Medida em reais, a receita primária saltou de R$ 18,451 bilhões para quase R$ 22,598 bilhões, respectivamente no acumulado entre janeiro e outubro de 2018 e de 2019, o que trouxe um ganho adicional de R$ 4,146 bilhões, igualmente em valores aproximados (praticamente dois meses “extras” de arrecadação, a se considerar a média mensal registrada até outubro passado). Com o arrocho nos investimentos e cortes nos restos a pagar (processados e não processados) de fato pagos, as despesas primárias (excluídos os gastos com juros e amortizações) cresceu numa intensidade muito menor, saindo de pouco mais de R$ 17,673 bilhões para R$ 19,376 bilhões, em alta de 9,63%. Ou seja, registrou-se um acréscimo de R$ 1,703 bilhão, numa conta que novamente inclui os restos a pagar pagos.

Mistérios, mistérios

A diferença entre receitas e despesas mostra um superávit primário (ainda sem incluir a conta dos juros, encargos e da correção monetária sobre a dívida estadual) de nada menos do que R$ 3,221 bilhões, representando nada menos do que 16,33% da receita corrente líquida acumulada entre janeiro e outubro. Na comparação com os 10 primeiros meses do ano passado, quando o saldo informado à STN havia sido de R$ 777,893 milhões, registrou-se um aumento de nada menos do que 314,12%. O saldo cresceu pouco mais de quatro vezes, apenas para reforçar. A “poupança” foi muito maior do que a conta dos juros, o que coloca outra questão espinhosa: se faltam recursos em diversas áreas do Estado, sobretudo para investimentos, por que realizar tamanho esforço para pagar juros e ainda deixar sobras no caixa?

Balanço

·   O resultado nominal, que acrescenta as despesas com juros, encargos financeiros e correção monetária, trocou de sinal entre 2018 e este ano, saindo de um déficit de R$ 32,356 milhões para um saldo positivo de R$ 1,903 bilhão entre janeiro e outubro de cada ano.

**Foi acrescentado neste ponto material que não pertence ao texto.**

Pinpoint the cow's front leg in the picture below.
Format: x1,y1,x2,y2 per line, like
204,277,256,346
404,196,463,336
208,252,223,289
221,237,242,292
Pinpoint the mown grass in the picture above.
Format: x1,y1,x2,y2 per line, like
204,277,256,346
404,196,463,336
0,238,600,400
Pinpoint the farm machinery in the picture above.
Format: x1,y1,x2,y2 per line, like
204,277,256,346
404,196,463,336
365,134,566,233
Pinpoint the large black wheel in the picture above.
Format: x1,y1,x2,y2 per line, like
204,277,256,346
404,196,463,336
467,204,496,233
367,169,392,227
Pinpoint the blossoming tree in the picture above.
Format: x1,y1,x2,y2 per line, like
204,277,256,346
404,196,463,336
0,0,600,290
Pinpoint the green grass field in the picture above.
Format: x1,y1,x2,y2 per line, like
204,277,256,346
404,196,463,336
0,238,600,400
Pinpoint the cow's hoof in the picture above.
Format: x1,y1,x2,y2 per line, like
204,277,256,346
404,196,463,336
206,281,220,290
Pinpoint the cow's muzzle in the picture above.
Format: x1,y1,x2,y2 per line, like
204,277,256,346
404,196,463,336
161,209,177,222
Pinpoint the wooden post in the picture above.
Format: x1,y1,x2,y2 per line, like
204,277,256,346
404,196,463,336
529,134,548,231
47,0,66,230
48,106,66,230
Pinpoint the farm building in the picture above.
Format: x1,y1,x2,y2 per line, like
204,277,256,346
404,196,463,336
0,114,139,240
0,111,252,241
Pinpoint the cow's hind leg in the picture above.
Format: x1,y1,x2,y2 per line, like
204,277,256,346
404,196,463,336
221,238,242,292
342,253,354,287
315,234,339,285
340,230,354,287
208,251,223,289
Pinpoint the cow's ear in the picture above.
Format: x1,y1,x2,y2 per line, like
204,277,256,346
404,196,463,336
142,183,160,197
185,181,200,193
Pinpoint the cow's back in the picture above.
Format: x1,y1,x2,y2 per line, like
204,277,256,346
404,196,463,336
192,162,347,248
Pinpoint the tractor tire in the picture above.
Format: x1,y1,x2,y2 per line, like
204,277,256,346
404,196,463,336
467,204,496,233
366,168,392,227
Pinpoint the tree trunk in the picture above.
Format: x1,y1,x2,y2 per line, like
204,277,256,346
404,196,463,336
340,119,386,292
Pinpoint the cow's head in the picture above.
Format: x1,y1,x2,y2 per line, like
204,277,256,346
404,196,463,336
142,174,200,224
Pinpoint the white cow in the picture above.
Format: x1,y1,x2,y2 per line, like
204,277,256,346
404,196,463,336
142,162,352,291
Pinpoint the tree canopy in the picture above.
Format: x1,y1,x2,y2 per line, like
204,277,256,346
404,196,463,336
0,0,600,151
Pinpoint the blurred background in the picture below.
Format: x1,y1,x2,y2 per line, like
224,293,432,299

·   A conta dos juros, já descontada das receitas financeiras obtidas pelo Estado, somou R$ 1,319 bilhão neste ano, crescendo 62,76% diante de R$ 810,248 milhões nos 10 meses iniciais de 2018. Nesse cálculo, os juros e encargos são considerados pelo critério de competência, o que significa dizer que foram lançados como devidos e pagos mesmo que uma decisão do Supremo Tribunal Federal (STF) tenha autorizado o Estado a adiar o pagamento de juros sobre alguns dos contratos que ajudam a compor a dívida estadual.

·   Considerando apenas o que foi de fato pago pelo Estado no período, as despesas com juros e encargos sofreram baixa de 21,6% neste ano, caindo de R$ 819,729 milhões para R$ 642,671 milhões. As amortizações ficaram 11,7% menores, encolhendo de R$ 527,64 milhões para R$ 465,853 milhões.

·   Os números dos investimentos explicam em grande medida o avanço menos intenso das despesas primárias quando comparadas com as receitas. Incluindo o pagamento de restos a pagar, o Estado investiu apenas R$ 283,889 milhões nos 10 meses iniciais deste ano, num tombo de 70,43% em relação aos R$ 960,071 milhões investidos em igual intervalo de 2018. Quer dizer, houve um corte de R$ 676,183 milhões nessa conta.

·   Como proporção da receita corrente líquida realizada entre janeiro e outubro, o investimento público desabou de 5,49% para 1,44%. As demais despesas tiveram desempenho bem mais vigoroso. Os gastos com pessoal, por exemplo, subiram de R$ 11,951 bilhões para R$ 13,551 bilhões, num aumento de 13,39%. Passaram de 68,29% para 68,69% sobre as receitas correntes líquidas do período. As outras despesas correntes avançaram de R$ 4,702 bilhões para pouco menos de R$ 5,50 bilhões, num incremento de 17,0%.